As such, it wouldn’t allow one to be installed. 

Gentile’s district includes the site of the proposed Walcott development. He noted that the desire for a traffic light isn’t only coming from the City Council and its conversations with developers.

Cars pass the McGee farm property on Route 20. Concern about traffic safety helped prompt a majority of Marlborough Urban Affairs Subcommittee members to vote to reject a development proposal, last month.
Cars pass the McGee farm property on Route 20. Concern about traffic safety helped prompt a majority of Marlborough Urban Affairs Subcommittee members to vote to reject a development proposal, last month. (Photo/Laura Hayes)

“We have hundreds of elderly seniors across the street, and they desperately would like to have a light so that they can safely go in and out,” he said, referencing the Villages at Marlborough East 55+ housing complex which branches off Route 20.

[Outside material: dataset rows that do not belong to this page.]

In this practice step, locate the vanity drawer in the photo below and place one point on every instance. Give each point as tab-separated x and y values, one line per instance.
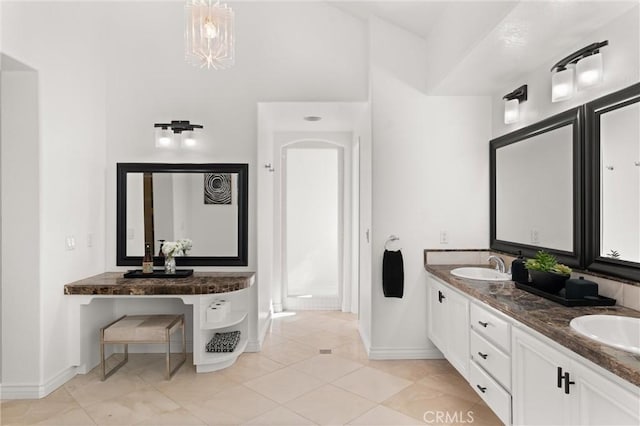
491	393
491	326
491	359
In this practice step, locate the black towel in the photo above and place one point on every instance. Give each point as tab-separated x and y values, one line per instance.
392	274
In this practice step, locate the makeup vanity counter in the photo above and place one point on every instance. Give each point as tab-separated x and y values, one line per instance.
196	292
113	283
519	353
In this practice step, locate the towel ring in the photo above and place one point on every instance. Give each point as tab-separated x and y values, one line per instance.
391	239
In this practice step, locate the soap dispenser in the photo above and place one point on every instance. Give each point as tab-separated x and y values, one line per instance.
519	272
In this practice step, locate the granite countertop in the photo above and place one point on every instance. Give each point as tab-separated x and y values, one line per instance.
550	319
114	284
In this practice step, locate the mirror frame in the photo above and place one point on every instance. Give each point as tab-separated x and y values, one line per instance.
243	212
594	260
573	117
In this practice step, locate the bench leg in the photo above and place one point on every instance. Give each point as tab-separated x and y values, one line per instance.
103	363
169	372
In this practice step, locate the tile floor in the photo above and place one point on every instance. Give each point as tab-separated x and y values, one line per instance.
288	383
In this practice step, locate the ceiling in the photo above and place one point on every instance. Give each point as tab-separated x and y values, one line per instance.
474	47
477	46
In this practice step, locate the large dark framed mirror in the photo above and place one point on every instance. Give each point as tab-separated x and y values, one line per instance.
206	203
536	187
613	184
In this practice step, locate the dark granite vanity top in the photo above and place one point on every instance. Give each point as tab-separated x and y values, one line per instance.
114	284
549	318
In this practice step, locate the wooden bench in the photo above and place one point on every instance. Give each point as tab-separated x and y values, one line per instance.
142	329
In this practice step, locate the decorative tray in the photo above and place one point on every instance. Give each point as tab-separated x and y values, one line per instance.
158	273
559	298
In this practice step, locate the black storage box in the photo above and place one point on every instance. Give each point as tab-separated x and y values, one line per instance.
580	288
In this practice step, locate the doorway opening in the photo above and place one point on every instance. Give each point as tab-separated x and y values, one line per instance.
313	225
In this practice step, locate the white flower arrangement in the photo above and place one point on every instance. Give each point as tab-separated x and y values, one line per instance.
176	248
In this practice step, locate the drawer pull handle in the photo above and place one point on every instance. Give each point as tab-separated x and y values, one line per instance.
560	377
567	382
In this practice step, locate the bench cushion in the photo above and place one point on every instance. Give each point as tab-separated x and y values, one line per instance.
141	328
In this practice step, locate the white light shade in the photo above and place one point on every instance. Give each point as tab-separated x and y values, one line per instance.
208	35
589	71
562	85
164	138
511	111
188	139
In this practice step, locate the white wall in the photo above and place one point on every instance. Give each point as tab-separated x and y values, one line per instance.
430	173
20	206
621	69
620	150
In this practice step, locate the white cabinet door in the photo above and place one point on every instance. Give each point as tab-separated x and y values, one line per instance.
600	401
537	399
438	326
449	324
457	308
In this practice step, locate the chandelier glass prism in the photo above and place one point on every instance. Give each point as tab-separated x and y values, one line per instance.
209	34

With a traffic light out of the picture, the Urban Affairs Committee voted by a 3-1-1 margin in favor of a motion to reject the Walcott special permit application.

“They’re on the ground, they’re listening to the constituents, so I support their decision,” Gentile said of Marlborough’s City Councilors. 

He added, “The reality is we need more housing. We need more housing in eastern Massachusetts. We need more housing everywhere. That would have supplied a lot more housing.” 

Rep. Danielle Gregoire’s (D-Marlborough) district does not include the McGee farm property. As she represents a large portion of Marlborough, though, she was also involved in recent discussions. 

“The traffic light issue, it’s been proven to have no merit by MassDOT,” she said. “We set up the meeting. That’s what we were asked to do, so that’s what we did, and it was made clear to us by MassDOT that basically under no circumstances was a light ever going to be warranted at that intersection.”

“I appreciate that the counselors feel that it’s necessary, but the numbers just aren’t there to support their argument,” she added.

These conversations took place July 14 as Gregoire, Gentile and City Councilor At Large Samantha Perlman joined U.S. Representative Lori Trahan (MA-03) for a visit to the Marlborough Community Cupboard. 

Perlman is not a voting member of the Urban Affairs Committee. However, she criticized MassDOT’s traffic light decision at the committee’s June 29 meeting and later reflected on the decision her colleagues made.

“The light was such an important, pivotal thing,” she said. “The residents have really spoken up about the traffic and I think the public safety is a huge concern especially with all of the accidents that have been happening all over Route 20. That, to me, was a big part of why I think the decision went the way it did.”

“I totally respect that,” she said of the DOT’s criteria. “But we need to make a decision based off the information that we have.”

“We obviously can’t change what has already happened at the state level, but we need to make decisions based off the safety and wellbeing of the people in our community,” she added. 

The Community Advocate reached out to MassDOT, whose Communication Director, Kristen Pennucci, said that traffic signals on Route 20 have to conform with requirements in the Federal Manual of Uniform Traffic Control Devices and its Massachusetts Amendments.

The Manual specifies nine warrants that are evaluated when determining whether to install a traffic signal. They are eight-hour vehicular volume, four-hour vehicular volume, peak hour traffic, pedestrian volume, presence of a school crossing, whether there is a coordinated signal system, crash experience, roadway network and if there is an intersection near a grade crossing. 

“There are many factors that impact the effectiveness of a signal, and all should be evaluated before a decision to install a signal is made,” Pennucci said. “However, failure to meet the warranting criteria indicates that a traffic signal could be detrimental to the safe operation of the roadway and should not be installed.”

The City Council holds its next meeting on July 19. While the Urban Affairs Subcommittee has weighed in, a full Council vote will make the final decision on this project.